The author also told the audience about another figure who realized the importance of science and technology in foreign affairs—engineer and inventor Vannevar Bush, who headed the Office of Scientific Research and Development during World War II and oversaw new developments in radar and other tactics. He also helped develop new offensive actions to wipe out the U boats, which, prior to that, had been severely attacking U.S. convoys.

Bush wrote a 1945 essay for The Atlantic titled “As We May Think,” in which he described a memex, a machine for cross-referencing and retrieving information. A later reprint of that essay would go on to inspire the invention of the personal computer.

“Bush thought one of America’s strengths was its independent thinkers, its mavericks, its innovators,” said Zoellick. He said Bush also believed that government support for basic research in American universities was a key to the country’s progress.

Zoellick’s love of history propelled him through his career, as he combined it with economics, finance, law and organizational behavior. He said history helped him formulate questions.

“People overseas find that Americans don’t know very much about the rest of the world. You can score huge points by simply knowing enough to ask questions,” he noted.

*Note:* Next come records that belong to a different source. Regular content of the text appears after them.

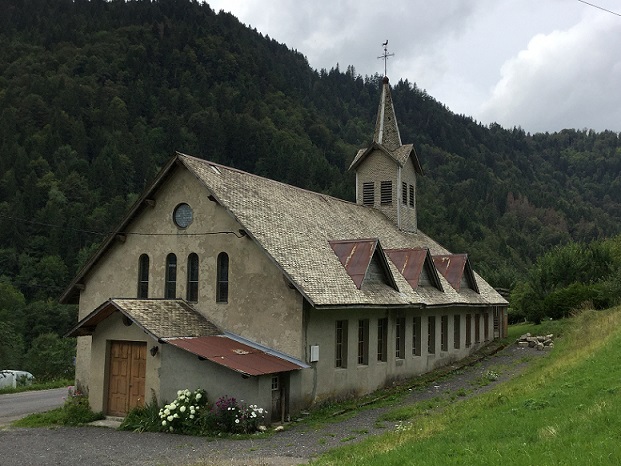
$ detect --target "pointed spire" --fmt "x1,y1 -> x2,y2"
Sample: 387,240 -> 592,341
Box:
373,76 -> 401,151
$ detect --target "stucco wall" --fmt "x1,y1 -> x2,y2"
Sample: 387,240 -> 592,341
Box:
301,308 -> 493,405
76,168 -> 304,402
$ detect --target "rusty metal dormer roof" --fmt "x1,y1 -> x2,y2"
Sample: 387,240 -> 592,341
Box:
384,248 -> 443,291
433,254 -> 479,293
328,238 -> 398,289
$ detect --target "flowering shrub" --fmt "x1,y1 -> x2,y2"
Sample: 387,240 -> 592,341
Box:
159,389 -> 207,434
211,396 -> 267,434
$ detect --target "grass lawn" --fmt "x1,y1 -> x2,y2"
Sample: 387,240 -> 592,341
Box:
312,308 -> 621,466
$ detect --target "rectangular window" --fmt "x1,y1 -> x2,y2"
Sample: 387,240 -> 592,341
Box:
440,316 -> 448,351
187,253 -> 198,303
453,314 -> 461,349
427,316 -> 436,354
466,314 -> 472,348
395,317 -> 405,359
362,181 -> 375,206
377,318 -> 388,362
412,316 -> 421,356
335,320 -> 347,367
380,181 -> 392,205
138,254 -> 149,299
358,319 -> 369,366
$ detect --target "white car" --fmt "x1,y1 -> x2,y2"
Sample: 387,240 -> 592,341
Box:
0,370 -> 34,388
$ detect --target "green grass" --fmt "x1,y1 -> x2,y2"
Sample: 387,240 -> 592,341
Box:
0,379 -> 74,395
313,308 -> 621,466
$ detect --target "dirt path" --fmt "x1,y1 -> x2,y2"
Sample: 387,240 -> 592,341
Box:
0,345 -> 547,466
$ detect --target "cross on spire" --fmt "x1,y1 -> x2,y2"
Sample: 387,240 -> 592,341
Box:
377,39 -> 395,76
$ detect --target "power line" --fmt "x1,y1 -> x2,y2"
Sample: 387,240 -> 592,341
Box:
0,215 -> 246,238
578,0 -> 621,16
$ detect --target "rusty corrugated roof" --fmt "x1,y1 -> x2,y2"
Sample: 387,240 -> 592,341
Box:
329,239 -> 377,289
433,254 -> 479,293
384,248 -> 429,289
164,335 -> 303,376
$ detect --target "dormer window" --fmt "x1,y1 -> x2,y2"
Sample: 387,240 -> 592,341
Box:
362,181 -> 375,207
380,181 -> 392,205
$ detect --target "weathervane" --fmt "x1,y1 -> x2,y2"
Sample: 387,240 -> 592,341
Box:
377,39 -> 395,76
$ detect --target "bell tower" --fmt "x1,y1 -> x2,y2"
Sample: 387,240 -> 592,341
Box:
349,76 -> 423,233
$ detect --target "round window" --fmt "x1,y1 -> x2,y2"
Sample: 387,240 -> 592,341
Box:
173,203 -> 192,228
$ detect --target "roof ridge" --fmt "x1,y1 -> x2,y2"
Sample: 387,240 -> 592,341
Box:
177,152 -> 357,205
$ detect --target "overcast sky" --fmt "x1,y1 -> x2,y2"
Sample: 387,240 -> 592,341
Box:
207,0 -> 621,133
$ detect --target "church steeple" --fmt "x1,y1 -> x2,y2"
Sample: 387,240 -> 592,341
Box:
373,76 -> 401,151
349,70 -> 423,233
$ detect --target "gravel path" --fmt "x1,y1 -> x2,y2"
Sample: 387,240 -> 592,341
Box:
0,345 -> 547,466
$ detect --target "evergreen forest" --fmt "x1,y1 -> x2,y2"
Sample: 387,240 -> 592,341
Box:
0,0 -> 621,371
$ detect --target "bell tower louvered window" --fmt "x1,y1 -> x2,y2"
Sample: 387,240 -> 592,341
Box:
164,253 -> 177,299
216,252 -> 229,303
380,181 -> 392,205
138,254 -> 149,299
362,181 -> 375,207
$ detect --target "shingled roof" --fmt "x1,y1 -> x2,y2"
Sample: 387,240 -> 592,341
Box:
177,154 -> 507,307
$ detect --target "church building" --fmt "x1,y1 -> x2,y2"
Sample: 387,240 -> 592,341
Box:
61,78 -> 508,421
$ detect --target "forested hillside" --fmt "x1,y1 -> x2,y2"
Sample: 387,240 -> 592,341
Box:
0,0 -> 621,372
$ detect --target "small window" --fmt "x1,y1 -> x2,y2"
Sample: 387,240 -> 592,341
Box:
358,319 -> 369,366
362,182 -> 375,207
377,318 -> 388,362
466,314 -> 472,348
427,316 -> 436,354
440,316 -> 448,351
164,253 -> 177,299
412,316 -> 421,356
187,253 -> 198,303
334,320 -> 347,368
453,314 -> 461,349
138,254 -> 149,299
216,252 -> 229,303
380,181 -> 392,205
395,317 -> 405,359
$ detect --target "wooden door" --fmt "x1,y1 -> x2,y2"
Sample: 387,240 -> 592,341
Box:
108,341 -> 147,416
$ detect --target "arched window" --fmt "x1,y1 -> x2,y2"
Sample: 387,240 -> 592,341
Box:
164,253 -> 177,299
187,253 -> 198,303
216,252 -> 229,303
138,254 -> 149,299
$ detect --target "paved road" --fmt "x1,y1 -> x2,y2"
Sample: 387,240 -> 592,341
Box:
0,388 -> 67,426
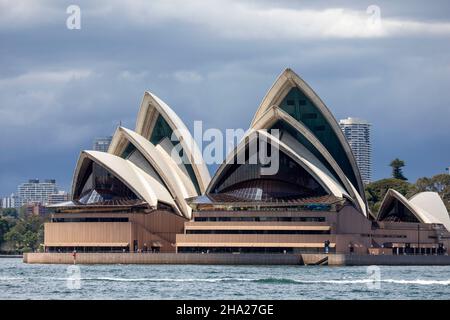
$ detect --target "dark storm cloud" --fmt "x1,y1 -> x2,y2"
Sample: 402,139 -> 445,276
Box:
0,0 -> 450,195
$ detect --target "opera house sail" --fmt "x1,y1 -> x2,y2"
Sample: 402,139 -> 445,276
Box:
45,69 -> 450,254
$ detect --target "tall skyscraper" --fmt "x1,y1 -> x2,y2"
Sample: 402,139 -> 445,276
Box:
47,191 -> 70,204
92,136 -> 112,152
339,117 -> 372,183
0,193 -> 19,209
17,179 -> 58,206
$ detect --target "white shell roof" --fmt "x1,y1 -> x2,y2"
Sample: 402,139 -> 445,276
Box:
135,91 -> 211,192
109,127 -> 197,218
378,189 -> 450,231
72,151 -> 181,215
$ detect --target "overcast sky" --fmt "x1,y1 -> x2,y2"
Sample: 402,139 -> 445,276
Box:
0,0 -> 450,196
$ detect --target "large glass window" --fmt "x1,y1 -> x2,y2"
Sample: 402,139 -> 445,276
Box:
149,115 -> 201,194
381,200 -> 419,223
213,143 -> 327,201
280,87 -> 358,190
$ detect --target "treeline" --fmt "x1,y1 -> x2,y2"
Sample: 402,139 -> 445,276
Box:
0,208 -> 48,253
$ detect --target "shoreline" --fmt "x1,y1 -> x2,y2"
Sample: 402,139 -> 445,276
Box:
23,253 -> 450,266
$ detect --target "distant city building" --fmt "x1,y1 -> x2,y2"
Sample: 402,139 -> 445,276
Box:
339,117 -> 372,183
47,191 -> 70,205
0,193 -> 19,209
25,202 -> 48,216
17,179 -> 58,206
92,136 -> 112,152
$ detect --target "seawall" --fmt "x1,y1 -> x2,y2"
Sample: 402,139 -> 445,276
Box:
23,253 -> 450,266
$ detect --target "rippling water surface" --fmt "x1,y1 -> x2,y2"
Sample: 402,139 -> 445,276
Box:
0,258 -> 450,300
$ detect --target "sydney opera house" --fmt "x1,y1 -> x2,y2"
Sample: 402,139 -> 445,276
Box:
44,69 -> 450,255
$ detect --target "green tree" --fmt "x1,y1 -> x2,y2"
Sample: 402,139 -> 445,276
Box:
390,158 -> 408,180
416,174 -> 450,211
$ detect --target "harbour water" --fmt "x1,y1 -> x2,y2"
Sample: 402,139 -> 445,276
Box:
0,258 -> 450,300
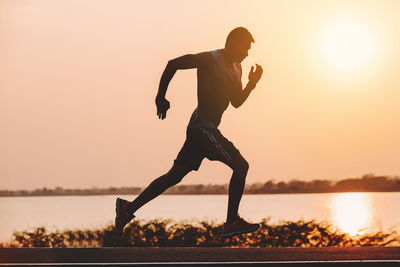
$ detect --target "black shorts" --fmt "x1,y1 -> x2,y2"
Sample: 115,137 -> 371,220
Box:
174,128 -> 240,171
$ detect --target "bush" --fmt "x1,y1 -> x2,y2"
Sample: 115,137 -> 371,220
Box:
0,219 -> 400,247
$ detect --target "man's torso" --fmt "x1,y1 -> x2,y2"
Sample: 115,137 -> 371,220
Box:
188,49 -> 242,128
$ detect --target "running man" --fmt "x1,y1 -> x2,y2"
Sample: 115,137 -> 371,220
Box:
115,27 -> 263,237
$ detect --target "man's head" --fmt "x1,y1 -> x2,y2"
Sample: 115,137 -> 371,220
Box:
225,27 -> 254,63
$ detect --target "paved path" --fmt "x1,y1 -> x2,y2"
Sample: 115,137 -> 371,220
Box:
0,247 -> 400,266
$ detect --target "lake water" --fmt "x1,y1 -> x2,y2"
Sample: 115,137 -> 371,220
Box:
0,192 -> 400,242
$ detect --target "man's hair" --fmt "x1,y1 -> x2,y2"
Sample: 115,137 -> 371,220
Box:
225,27 -> 254,47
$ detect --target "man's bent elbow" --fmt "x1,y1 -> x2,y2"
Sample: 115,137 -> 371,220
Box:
231,101 -> 243,108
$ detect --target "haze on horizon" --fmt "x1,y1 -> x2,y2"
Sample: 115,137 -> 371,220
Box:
0,0 -> 400,190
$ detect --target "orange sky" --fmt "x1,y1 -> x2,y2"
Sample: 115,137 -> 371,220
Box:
0,0 -> 400,189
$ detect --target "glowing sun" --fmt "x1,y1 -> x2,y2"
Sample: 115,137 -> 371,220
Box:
320,19 -> 375,71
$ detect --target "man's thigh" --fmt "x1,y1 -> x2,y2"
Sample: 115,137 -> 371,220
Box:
201,128 -> 243,168
174,130 -> 204,171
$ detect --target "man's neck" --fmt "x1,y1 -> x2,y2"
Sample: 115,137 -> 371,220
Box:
222,48 -> 234,66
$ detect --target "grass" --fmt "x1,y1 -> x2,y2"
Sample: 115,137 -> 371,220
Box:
0,218 -> 400,248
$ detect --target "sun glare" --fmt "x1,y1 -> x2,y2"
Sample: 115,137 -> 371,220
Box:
320,19 -> 376,71
331,193 -> 372,236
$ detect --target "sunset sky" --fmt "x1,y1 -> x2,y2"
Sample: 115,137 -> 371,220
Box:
0,0 -> 400,192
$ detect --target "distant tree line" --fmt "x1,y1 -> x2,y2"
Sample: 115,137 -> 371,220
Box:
0,174 -> 400,196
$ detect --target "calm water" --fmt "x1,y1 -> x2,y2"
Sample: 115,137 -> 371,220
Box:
0,192 -> 400,242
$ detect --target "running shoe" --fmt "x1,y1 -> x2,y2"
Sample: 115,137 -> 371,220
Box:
115,197 -> 135,234
222,215 -> 260,237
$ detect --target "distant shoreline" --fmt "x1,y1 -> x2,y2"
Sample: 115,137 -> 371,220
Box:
0,174 -> 400,197
0,190 -> 400,198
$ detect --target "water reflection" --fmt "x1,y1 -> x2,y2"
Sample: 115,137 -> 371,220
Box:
331,193 -> 372,236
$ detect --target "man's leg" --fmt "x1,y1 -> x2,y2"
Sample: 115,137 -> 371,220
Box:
226,154 -> 249,224
129,164 -> 191,214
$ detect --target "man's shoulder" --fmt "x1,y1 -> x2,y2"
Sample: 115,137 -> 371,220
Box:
196,50 -> 217,67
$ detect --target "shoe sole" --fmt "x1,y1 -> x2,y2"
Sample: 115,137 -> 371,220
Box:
221,224 -> 260,237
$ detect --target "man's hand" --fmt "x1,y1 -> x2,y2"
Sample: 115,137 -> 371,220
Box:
249,64 -> 263,89
156,95 -> 170,120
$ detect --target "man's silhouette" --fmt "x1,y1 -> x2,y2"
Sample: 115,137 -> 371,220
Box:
115,27 -> 263,237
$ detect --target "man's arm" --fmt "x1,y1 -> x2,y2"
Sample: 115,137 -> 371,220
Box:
231,64 -> 263,108
156,52 -> 212,120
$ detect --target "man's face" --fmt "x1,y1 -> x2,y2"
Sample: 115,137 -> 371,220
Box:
230,41 -> 251,63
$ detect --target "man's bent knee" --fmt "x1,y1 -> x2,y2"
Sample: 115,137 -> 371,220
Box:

His advice for younger people: Pick your boss. By that, he means to associate with people you can learn from. Don’t think about what you want. Think about what you can do to help them perform better.

He admitted he senses cynicism in some college students of today. But he said they have the potential to make a difference.

“Whether it’s in the public sector, nonprofits or private enterprise, the ability to contribute is huge,” he said.